Module page
Discrete Mathematics
academic year: | 2013/2014 |
instructor: | Claudia Malvenuto |
degree course: | Mathematics for applications (magistrale), I year |
type of training activity: | caratterizzante |
credits: | 6 (48 class hours) |
scientific sector: | MAT/02 Algebra |
teaching language: | italiano |
period: | II sem (06/03/2014 - 13/06/2014) |
Lecture meeting time and location
Presence: highly recommended
Module aims: The aim of the course is to present some general principles and some fundamental methods of Discrete Mathematics (such as inclusion-exclusion principle, the method of recurrence relations). They will be used in in the resolution of problems of various areas, such as enumerative combinatorics, poset theory, graph theory.
Module subject:
Programme of the course: Partial orders. Basic rules for counting.

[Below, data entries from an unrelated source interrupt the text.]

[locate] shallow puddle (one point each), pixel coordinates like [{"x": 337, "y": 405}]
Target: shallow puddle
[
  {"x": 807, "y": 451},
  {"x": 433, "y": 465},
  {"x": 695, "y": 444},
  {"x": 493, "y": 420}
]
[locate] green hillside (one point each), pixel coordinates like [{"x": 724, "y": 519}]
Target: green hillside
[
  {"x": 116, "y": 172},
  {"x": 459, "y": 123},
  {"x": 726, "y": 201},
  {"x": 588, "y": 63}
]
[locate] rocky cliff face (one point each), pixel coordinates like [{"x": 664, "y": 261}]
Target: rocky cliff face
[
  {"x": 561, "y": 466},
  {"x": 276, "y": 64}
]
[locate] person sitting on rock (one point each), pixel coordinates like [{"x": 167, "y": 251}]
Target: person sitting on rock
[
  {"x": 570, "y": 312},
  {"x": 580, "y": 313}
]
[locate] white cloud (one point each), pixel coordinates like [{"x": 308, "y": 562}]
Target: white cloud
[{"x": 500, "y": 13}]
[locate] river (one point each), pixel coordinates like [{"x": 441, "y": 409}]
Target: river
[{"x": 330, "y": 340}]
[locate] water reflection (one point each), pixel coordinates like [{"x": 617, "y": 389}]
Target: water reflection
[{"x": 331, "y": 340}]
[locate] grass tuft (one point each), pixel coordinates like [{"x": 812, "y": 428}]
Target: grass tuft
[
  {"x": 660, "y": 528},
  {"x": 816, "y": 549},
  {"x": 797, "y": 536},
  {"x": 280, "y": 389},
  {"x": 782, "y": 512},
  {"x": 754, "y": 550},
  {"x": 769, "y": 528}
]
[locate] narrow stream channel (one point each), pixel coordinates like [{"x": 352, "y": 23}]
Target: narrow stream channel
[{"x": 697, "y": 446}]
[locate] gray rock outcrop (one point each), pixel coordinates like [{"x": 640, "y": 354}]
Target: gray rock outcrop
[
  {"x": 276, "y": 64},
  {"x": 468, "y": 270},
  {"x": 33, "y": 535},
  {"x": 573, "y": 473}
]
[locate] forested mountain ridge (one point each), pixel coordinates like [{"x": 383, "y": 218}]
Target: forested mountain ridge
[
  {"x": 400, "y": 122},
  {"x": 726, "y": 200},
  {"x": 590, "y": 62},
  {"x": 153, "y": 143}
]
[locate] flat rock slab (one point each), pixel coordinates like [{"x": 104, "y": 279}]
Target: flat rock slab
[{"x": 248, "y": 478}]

Bijective proofs. Pigeonhole principle.
Combinatorial structures and fundamental sequences of integers.
Factorial, binomial coefficient and its combinatorial interpretation. Binomial theorem.
Multinomial coefficient. Increasing factorial.
Permutations. The symmetric group. Inversions and descents of a permutation.
Recursive relations. Stirling numbers of I and II kind.
Fibonacci numbers.
Genarating functions. The algebra of formal series.
Bell numbers
Lattices and inclusion exclusion principle
Applications: Euler function and number of surjective functions.
Suggested reading:
- J. H. van Lint and R.M. Wilson, A course on Combinatorics. Cambridge University Press, (2001).
- P.J. Cameron: Combinatorics: Topics, Techiques, Algorithms, Cambridge University Press, (1991)
- J.Matousek, J.Nesetril: Invitation to Discrete Mathematics. Clarendon Press (1998).
Type of course: standard
Useful link: http://www1.mat.uniroma1.it/people/malvenuto/MatDiscreta/index.html
Knowledge and understanding: Gli studenti conosceranno le principali tecniche usate in Matematica Discreta (regole di conteggio, principio di inclusione-esclusione, relazioni ricorsive, serie formali). Avranno inoltre una conoscenza dei reticoli fondamentali in Combinatoria e delle loro proprietà e più in generale conosceranno la teoria dei reticoli nella quale saranno in grado di inquadrare il principio di inclusione -eslusione.
Skills and attributes: Gli studenti saranno in grado di risolvere semplici problemi di Combinatoria enumerativa. sapranno inoltre risolvere relazioni ricorsive lineari omogene anche usando le funzioni generatrici. Le competenze acquisite permetteranno di affrontare problemi riguardanti le principali strutture discrete.
Personal study: the percentage of personal study required by this course is the 65% of the total.